Stateful support currently includes exact Codex thread resume, workspace-isolated
Antigravity continuation, OpenAI Responses previous_response_id, and Gemini chat
sessions. Arbitrary CLI commands use stateless mode because AgentFlow cannot infer a
safe vendor-specific resume protocol for them.
All CLI subprocesses run with the selected project as their working directory, so
relative file writes cannot leak into the AgentFlow application repository. AgentFlow
captures Antigravity's exact conversation ID in a private per-agent log under
<project>/.agentflow/sessions/ and resumes it with --conversation; it never uses
the unsafe global --continue fallback.
The live sidebar shows input, cached-input, output, and total tokens per agent. The footer shows aggregate tokens and estimated USD cost. Known default model prices are included for the built-in default API models. You can override input, cached-input, and output USD-per-million-token rates on each agent card.
CLI subscription usage and local Ollama usage do not have a reliable per-token dollar
price, so the UI displays them as unpriced unless you configure explicit rates.
Codex reports cached-input tokens in its JSON event stream. Antigravity preserves and
resumes the exact conversation, but agy does not expose cached-token counts, so the
UI labels its cache usage as unreported instead of incorrectly displaying zero.
For authenticated CLI sessions, use the cli kind and leave the API key blank:
Codex: codex exec --skip-git-repo-check
Antigravity: /Users/you/.local/bin/agy
Choose auto session mode to detect Codex or Antigravity from the command, or select
the mode explicitly.

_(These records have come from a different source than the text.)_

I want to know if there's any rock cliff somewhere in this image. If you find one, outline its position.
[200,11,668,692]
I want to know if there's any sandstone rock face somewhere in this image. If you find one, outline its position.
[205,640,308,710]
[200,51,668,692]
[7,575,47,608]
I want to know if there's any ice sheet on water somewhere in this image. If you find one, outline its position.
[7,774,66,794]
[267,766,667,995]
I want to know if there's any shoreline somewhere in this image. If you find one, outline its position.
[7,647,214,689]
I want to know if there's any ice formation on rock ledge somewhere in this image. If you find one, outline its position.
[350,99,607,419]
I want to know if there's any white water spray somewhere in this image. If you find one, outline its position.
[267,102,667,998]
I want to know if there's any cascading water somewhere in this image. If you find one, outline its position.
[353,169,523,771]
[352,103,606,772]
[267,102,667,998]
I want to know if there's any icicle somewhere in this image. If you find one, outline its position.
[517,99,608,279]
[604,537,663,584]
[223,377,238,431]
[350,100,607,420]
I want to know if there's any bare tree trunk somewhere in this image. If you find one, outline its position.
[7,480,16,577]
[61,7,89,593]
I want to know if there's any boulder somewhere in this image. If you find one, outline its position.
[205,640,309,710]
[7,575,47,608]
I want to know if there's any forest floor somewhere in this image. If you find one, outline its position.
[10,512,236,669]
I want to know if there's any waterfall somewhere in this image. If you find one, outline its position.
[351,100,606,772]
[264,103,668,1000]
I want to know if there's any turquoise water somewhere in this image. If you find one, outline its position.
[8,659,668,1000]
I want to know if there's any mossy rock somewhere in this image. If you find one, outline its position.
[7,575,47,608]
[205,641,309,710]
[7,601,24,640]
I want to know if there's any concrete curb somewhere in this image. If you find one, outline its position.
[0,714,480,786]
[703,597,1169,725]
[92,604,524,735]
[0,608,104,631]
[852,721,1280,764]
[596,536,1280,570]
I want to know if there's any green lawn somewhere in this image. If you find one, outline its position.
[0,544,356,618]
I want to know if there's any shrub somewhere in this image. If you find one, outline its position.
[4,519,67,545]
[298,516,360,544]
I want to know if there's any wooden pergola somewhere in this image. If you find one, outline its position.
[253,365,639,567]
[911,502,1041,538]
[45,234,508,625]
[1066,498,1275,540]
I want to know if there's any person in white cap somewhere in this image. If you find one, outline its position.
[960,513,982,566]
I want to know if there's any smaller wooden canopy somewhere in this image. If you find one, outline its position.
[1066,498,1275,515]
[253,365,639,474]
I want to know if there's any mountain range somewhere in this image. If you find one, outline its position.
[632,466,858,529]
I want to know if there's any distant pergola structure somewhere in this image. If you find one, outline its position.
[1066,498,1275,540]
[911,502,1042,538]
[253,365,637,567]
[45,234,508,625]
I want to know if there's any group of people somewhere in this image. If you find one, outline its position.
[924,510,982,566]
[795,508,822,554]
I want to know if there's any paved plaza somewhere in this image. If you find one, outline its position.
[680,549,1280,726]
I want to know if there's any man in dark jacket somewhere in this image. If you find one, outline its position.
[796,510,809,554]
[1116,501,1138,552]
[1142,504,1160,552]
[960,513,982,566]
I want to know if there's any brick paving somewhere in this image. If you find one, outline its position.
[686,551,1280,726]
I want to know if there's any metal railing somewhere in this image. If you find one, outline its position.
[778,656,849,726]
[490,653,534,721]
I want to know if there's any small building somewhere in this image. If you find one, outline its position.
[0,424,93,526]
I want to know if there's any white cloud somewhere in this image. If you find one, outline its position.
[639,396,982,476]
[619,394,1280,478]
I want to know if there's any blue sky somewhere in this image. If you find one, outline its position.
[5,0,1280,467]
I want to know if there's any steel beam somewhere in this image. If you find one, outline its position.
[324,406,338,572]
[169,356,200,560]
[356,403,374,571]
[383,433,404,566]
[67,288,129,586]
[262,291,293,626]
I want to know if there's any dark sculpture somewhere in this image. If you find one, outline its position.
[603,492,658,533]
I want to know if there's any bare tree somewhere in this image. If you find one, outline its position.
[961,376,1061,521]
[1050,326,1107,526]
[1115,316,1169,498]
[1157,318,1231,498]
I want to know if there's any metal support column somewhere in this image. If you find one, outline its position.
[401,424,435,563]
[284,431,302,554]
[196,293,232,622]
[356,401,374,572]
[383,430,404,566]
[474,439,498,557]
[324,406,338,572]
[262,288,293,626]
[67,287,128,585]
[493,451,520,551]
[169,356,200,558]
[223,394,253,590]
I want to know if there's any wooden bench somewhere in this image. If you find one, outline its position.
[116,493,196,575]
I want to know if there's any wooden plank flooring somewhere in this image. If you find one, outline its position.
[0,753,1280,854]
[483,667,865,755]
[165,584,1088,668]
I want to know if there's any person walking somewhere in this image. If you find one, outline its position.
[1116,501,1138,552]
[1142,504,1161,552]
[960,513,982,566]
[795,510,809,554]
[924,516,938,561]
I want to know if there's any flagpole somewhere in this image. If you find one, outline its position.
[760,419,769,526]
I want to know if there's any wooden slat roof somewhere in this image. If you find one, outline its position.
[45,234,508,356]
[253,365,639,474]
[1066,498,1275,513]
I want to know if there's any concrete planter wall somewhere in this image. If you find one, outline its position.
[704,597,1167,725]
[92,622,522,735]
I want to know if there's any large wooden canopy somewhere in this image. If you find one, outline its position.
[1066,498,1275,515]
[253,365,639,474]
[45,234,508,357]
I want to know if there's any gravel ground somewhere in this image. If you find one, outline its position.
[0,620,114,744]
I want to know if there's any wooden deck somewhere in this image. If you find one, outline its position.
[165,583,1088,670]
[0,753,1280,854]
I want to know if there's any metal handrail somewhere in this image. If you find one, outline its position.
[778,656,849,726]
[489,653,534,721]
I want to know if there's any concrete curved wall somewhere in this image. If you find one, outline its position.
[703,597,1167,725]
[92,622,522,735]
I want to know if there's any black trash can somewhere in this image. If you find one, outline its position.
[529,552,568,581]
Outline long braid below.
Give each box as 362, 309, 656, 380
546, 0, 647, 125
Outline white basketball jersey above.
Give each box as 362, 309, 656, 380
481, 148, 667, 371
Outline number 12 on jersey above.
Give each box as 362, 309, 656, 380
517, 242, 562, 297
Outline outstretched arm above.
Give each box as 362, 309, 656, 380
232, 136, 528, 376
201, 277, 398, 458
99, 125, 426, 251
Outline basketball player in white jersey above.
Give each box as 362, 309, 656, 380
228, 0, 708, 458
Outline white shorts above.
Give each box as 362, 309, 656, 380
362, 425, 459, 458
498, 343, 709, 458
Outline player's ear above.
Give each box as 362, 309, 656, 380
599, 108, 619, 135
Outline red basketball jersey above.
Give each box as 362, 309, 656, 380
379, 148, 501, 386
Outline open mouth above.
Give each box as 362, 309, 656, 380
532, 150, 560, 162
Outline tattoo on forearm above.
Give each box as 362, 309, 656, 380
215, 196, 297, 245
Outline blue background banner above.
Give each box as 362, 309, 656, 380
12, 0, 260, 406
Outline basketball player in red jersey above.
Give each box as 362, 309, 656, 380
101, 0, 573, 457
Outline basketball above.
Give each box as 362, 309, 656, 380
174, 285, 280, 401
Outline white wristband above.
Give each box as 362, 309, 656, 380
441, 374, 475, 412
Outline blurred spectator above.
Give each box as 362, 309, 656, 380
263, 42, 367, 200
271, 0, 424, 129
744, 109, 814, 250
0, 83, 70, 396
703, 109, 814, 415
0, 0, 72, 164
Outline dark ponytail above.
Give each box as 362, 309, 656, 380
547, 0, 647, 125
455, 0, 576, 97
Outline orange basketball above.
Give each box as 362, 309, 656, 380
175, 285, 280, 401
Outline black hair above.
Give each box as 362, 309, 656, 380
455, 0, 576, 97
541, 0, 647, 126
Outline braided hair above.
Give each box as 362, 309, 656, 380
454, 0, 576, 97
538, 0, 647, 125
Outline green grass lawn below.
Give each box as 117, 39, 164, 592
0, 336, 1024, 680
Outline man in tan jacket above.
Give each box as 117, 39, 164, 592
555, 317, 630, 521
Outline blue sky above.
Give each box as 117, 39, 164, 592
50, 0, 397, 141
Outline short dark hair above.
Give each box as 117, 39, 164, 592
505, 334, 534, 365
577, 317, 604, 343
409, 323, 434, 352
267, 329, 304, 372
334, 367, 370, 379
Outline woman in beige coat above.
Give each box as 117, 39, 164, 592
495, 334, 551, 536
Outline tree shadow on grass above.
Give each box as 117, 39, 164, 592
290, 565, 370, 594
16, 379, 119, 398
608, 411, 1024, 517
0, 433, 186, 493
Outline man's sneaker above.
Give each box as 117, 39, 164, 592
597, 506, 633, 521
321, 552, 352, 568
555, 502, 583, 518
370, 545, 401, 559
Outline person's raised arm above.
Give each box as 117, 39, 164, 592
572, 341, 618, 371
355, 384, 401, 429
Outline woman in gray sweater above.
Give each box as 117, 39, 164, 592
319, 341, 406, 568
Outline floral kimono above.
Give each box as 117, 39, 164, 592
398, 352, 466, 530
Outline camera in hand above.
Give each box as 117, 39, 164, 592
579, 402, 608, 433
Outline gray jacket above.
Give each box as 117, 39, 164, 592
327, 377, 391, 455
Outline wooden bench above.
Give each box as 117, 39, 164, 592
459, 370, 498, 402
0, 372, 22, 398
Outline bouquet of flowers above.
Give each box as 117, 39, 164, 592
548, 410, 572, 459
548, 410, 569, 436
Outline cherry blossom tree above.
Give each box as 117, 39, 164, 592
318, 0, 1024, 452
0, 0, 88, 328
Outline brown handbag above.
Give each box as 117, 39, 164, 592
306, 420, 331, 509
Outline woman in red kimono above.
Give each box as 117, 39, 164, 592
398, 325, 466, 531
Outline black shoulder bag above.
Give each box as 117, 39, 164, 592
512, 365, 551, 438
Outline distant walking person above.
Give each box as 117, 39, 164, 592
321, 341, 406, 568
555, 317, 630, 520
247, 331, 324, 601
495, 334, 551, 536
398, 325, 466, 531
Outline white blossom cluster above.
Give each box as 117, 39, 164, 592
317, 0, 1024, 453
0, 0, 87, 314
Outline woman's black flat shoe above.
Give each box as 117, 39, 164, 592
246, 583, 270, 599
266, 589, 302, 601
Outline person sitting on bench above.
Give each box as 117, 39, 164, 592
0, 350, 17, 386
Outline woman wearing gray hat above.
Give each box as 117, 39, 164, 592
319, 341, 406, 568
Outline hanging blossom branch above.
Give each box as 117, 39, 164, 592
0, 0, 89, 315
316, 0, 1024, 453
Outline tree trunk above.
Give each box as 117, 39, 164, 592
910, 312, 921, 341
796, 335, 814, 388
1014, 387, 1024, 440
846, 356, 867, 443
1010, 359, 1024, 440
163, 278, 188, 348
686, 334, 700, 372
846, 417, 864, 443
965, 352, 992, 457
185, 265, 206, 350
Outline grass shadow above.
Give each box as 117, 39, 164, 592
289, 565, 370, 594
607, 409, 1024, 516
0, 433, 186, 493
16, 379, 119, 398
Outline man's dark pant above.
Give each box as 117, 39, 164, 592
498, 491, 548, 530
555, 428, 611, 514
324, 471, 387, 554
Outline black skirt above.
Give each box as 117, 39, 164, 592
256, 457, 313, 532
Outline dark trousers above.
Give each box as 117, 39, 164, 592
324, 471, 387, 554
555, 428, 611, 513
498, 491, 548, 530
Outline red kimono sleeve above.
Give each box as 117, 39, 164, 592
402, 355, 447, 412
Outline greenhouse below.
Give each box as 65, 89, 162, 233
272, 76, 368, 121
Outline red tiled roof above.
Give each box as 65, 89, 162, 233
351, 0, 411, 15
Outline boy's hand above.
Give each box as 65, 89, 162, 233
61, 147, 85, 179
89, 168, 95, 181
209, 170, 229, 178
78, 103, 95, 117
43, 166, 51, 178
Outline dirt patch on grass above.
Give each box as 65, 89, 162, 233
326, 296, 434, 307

Do not add --ephemeral to Codex; AgentFlow removes it because
ephemeral threads cannot be resumed.
Each project stores agent configuration, run summaries, and event history in
.agentflow/agentflow.db. API keys are deliberately stripped before persistence and
remain memory-only. Reopening the same project restores its agents and run history.
When a provider reports a usage limit, quota limit, HTTP 429, or a recognizable retry time, the affected agent enters a waiting state. The UI displays the reason and retry time; AgentFlow sleeps until that time and retries the same turn without adding duplicate conversation history. If no reset time is available, it uses bounded exponential backoff. Retry base and maximum wait are configurable per agent, and the run can still be stopped while waiting.
Other agent errors create a recoverable checkpoint instead of ending the run. The UI shows needs attention, the failed logical turn ID, and its attempt number. Fix the agent configuration on the Agents tab, save it, then choose Retry failed turn. AgentFlow retries the same prompt with the same agent session and turn ID, increments the attempt number, and avoids adding the failed prompt twice to conversation history.
Turn status is persisted in the project database, including attempts, errors, timing,
and token usage. It is also available from GET /runs/{run_id}/turns for tooling and
post-run inspection.
While a run is active, type in the steer bar at the bottom of the Live Feed tab. Your message is injected into the next turn for all agents to see. You can also Pause/Resume to inspect the workspace before letting agents continue.